When I started writing The Home for Broken Dolls, the character of Beryl emerged with speed and furious certainty. Much more so than Jane, or any of the other dolls, who all needed to be coaxed and cajoled. Who needed to be found. Beryl, she found me. She became a near constant presence – not just when I was actively working on the novella, or bogged down in research, but in my daily life. I could be reading an article or news story online, reading a book, watching a movie or TV show, even having a conversation with someone, and her voice would chip in with some barbed comment, an observation full of scorn and fury and no small amount of truth.

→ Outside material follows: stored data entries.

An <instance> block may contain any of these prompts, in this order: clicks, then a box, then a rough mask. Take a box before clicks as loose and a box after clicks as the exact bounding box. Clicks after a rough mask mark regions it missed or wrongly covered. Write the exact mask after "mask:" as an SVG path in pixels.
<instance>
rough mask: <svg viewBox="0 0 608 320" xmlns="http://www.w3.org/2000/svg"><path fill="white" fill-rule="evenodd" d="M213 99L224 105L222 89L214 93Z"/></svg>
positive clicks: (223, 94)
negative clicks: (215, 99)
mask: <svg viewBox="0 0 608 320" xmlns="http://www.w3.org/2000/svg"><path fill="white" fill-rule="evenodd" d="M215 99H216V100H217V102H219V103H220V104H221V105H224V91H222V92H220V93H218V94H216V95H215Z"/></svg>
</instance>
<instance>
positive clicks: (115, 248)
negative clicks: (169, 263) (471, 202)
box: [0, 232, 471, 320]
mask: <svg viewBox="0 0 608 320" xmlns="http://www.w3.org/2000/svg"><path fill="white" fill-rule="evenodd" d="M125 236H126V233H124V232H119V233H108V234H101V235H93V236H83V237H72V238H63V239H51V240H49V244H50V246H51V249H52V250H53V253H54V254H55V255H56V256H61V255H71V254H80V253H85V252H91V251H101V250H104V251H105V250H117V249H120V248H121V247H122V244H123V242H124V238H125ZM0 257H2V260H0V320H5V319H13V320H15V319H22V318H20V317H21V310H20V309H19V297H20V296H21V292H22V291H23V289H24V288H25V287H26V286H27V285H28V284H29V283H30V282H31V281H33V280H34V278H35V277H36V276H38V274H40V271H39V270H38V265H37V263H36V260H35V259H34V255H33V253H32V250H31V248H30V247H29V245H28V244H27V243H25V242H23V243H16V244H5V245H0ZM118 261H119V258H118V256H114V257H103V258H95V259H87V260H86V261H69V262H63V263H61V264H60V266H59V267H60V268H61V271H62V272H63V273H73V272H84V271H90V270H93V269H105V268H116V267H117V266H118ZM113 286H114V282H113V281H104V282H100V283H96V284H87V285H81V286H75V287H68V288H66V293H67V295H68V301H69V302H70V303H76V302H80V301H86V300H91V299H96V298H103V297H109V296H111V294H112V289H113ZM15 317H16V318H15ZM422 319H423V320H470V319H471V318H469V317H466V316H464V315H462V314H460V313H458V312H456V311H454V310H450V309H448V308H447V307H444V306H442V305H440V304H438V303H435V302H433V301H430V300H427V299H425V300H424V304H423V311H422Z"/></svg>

I confess that I did try – more than once – to tone her down a little as the story developed. To soften her edges, mix in some vulnerability, add emotional – read feminine – nuance. Because no one likes an angry woman, right? Only male characters are beloved for their righteous, unrelenting fury. (Don’t agree? Provide me, please, with the male equivalent for harridan, or harpy, or shrew. Hell, provide me with one for bitch.) Thankfully, the doll resisted my attempts to reshape her. Even-tempered dialogue sounded wooden; sympathetic gestures and signifiers of fragility rang false. I stopped trying. Beryl remained, until the end, unappeasable and utterly true to herself.

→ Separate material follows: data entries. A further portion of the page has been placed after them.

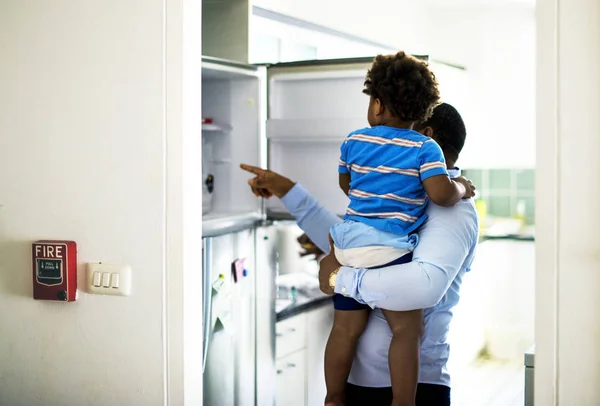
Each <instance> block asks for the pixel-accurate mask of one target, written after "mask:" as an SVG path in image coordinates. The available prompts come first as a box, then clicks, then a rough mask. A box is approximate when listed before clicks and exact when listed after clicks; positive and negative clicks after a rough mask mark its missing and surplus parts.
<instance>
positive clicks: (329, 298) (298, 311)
mask: <svg viewBox="0 0 600 406" xmlns="http://www.w3.org/2000/svg"><path fill="white" fill-rule="evenodd" d="M331 305H332V296H328V295H326V294H324V293H323V292H321V290H320V289H319V281H318V279H317V277H316V276H314V275H309V274H307V273H303V272H297V273H293V274H286V275H281V276H279V277H278V279H277V301H276V305H275V311H276V313H277V317H276V321H282V320H285V319H288V318H290V317H293V316H296V315H298V314H301V313H304V312H308V311H310V310H314V309H317V308H319V307H322V306H331Z"/></svg>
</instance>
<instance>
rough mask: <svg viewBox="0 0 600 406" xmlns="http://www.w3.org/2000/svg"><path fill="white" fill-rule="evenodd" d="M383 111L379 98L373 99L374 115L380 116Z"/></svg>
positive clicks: (384, 108) (382, 104)
mask: <svg viewBox="0 0 600 406" xmlns="http://www.w3.org/2000/svg"><path fill="white" fill-rule="evenodd" d="M384 112H385V106H384V105H383V103H382V102H381V100H380V99H375V115H376V116H381V115H382V114H383V113H384Z"/></svg>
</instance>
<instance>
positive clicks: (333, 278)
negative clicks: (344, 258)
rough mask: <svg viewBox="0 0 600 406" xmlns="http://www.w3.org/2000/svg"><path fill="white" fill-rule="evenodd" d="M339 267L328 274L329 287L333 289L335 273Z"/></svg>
mask: <svg viewBox="0 0 600 406" xmlns="http://www.w3.org/2000/svg"><path fill="white" fill-rule="evenodd" d="M340 268H341V267H340V266H338V267H337V268H335V270H334V271H333V272H331V273H330V274H329V287H330V288H331V289H335V281H336V280H337V273H338V272H339V271H340Z"/></svg>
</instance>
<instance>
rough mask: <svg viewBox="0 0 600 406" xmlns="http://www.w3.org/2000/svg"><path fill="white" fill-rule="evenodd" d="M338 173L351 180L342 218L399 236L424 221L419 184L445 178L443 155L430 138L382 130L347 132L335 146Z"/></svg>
mask: <svg viewBox="0 0 600 406" xmlns="http://www.w3.org/2000/svg"><path fill="white" fill-rule="evenodd" d="M339 172H340V173H342V174H345V173H350V177H351V181H350V192H349V194H348V197H349V198H350V204H349V205H348V209H347V211H346V215H345V217H344V219H346V220H352V221H357V222H361V223H363V224H366V225H369V226H371V227H374V228H376V229H378V230H381V231H385V232H389V233H394V234H396V235H401V236H406V235H409V234H410V233H411V232H413V231H414V230H416V229H417V228H418V227H419V226H420V225H421V224H423V222H424V221H425V219H426V218H427V216H426V214H425V208H426V203H427V200H428V198H427V194H426V193H425V188H424V187H423V183H422V182H423V181H424V180H425V179H427V178H430V177H432V176H437V175H448V172H447V171H446V163H445V161H444V154H443V153H442V150H441V148H440V147H439V145H438V144H437V143H436V142H435V141H434V140H433V139H431V138H429V137H427V136H425V135H422V134H420V133H418V132H416V131H413V130H409V129H402V128H393V127H386V126H376V127H370V128H363V129H360V130H357V131H354V132H351V133H350V135H348V137H347V138H346V139H345V140H344V143H343V144H342V147H341V157H340V162H339Z"/></svg>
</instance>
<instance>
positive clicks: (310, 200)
mask: <svg viewBox="0 0 600 406" xmlns="http://www.w3.org/2000/svg"><path fill="white" fill-rule="evenodd" d="M449 173H450V175H451V176H456V175H457V173H456V172H455V171H449ZM282 202H283V203H284V204H285V206H286V207H287V208H288V210H289V211H290V213H291V214H292V215H293V216H294V217H295V218H296V220H297V221H298V225H299V226H300V228H302V229H303V230H304V231H305V232H306V234H307V235H308V236H309V237H310V239H311V240H312V241H313V242H314V243H315V244H317V246H319V248H321V249H322V250H323V251H324V252H329V248H330V247H329V240H328V232H329V229H330V228H331V226H332V225H334V224H336V223H339V222H340V221H341V219H340V218H339V217H337V216H335V215H334V214H332V213H331V212H329V211H328V210H327V209H325V208H324V207H323V206H321V205H320V204H319V203H318V202H317V201H316V200H315V199H314V198H313V197H312V196H310V194H309V193H308V192H307V191H306V190H305V189H304V188H303V187H302V186H301V185H299V184H296V186H294V188H293V189H292V190H290V192H289V193H288V194H287V195H286V196H284V197H283V198H282ZM427 215H428V219H427V222H426V223H425V224H424V226H423V227H422V228H421V230H420V231H419V244H418V245H417V248H416V249H415V251H414V254H413V258H414V259H413V262H410V263H408V264H402V265H394V266H390V267H387V268H381V269H372V270H365V269H353V268H347V267H342V268H341V269H340V271H339V273H338V277H337V282H336V287H335V291H336V292H337V293H341V294H345V295H349V296H351V297H353V298H355V299H357V300H359V301H362V302H363V303H367V304H369V305H370V306H372V307H377V308H384V309H390V310H414V309H425V311H424V322H425V333H424V335H423V339H422V343H421V364H420V374H419V375H420V376H419V382H421V383H431V384H438V385H445V386H450V375H449V374H448V371H447V370H446V363H447V361H448V355H449V351H450V347H449V345H448V343H447V342H446V338H447V335H448V330H449V326H450V321H451V320H452V308H453V307H454V306H456V304H457V303H458V301H459V298H460V285H461V283H462V278H463V276H464V274H465V273H466V272H467V271H468V270H469V267H470V266H471V263H472V262H473V258H474V255H475V248H476V246H477V239H478V228H479V223H478V219H477V213H476V210H475V206H474V204H473V202H472V200H464V201H461V202H459V203H458V204H456V205H455V206H453V207H448V208H444V207H439V206H436V205H434V204H432V203H430V204H429V205H428V207H427ZM390 340H391V331H390V329H389V326H388V325H387V322H386V321H385V318H384V317H383V314H382V313H381V311H380V310H379V309H375V310H374V311H373V312H371V316H370V318H369V322H368V325H367V328H366V330H365V332H364V333H363V335H362V336H361V339H360V341H359V343H358V347H357V351H356V356H355V358H354V362H353V365H352V371H351V373H350V377H349V382H350V383H352V384H355V385H360V386H368V387H388V386H391V382H390V373H389V368H388V349H389V344H390Z"/></svg>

And I loved her for it. I still love her for it.
At one point in the novella, Beryl is asked if she ever gets tired of being angry all the time. “Only always,” the doll replies. “But that’s why I been put here, ain’t it? I get angry, so you don’t gotta.”
I do get angry. A lot. And it makes me so very, very tired. As a woman – even as a woman with the privileges of being white, cis, presenting as straight, educated, financially stable and able-bodied – spend any amount of time online or immersed in the dominant cultural output, and you will likely become angry, frustrated and exhausted. In recent years, I’ve had to learn to pick my battles and my allies, to know when to switch off, turn away and retreat. Otherwise, self-combustion.
But I have come to value anger most highly. Both in myself and, more importantly, in those who are usually scorned for brandishing such a volatile emotion. Those who are called harpies and bitches, those who are deemed to be uppity or loud, those who are ever so helpfully chided to be mindful of their tone in polite conversation. I listen to these voices, even when they are angry, especially when they are angry, and I try to learn from them. Because sometimes when they are angry, it means I don’t gotta be. And I thank them from the bottom of my exhausted heart for that, and hope to return the favour on another day, another front.
Beryl still speaks up in my head from time to time, though not as often as she used to. Part of that is me moving on from the novella to other projects, and the natural fading from view of former central characters that accompanies such a shift. Part of it is the (re)assimilation of her self into my own. (I am not Beryl. But she is me.) My acceptance of her anger and its value, an appreciation of the power it can bring to marginalised voices. I’m still learning how to cultivate my own anger constructively, to know how to wield it and when to set it aside.
But I will never abandon it.
Anger is a feminist and feminine emotion. It doesn’t need its sharp and bloodied edges pared away. It doesn’t need to display a vulnerable underbelly, to show fragile bones between its seething skin. It doesn’t need to speak in modulated tones.
What it needs is to be heard, understood and respected.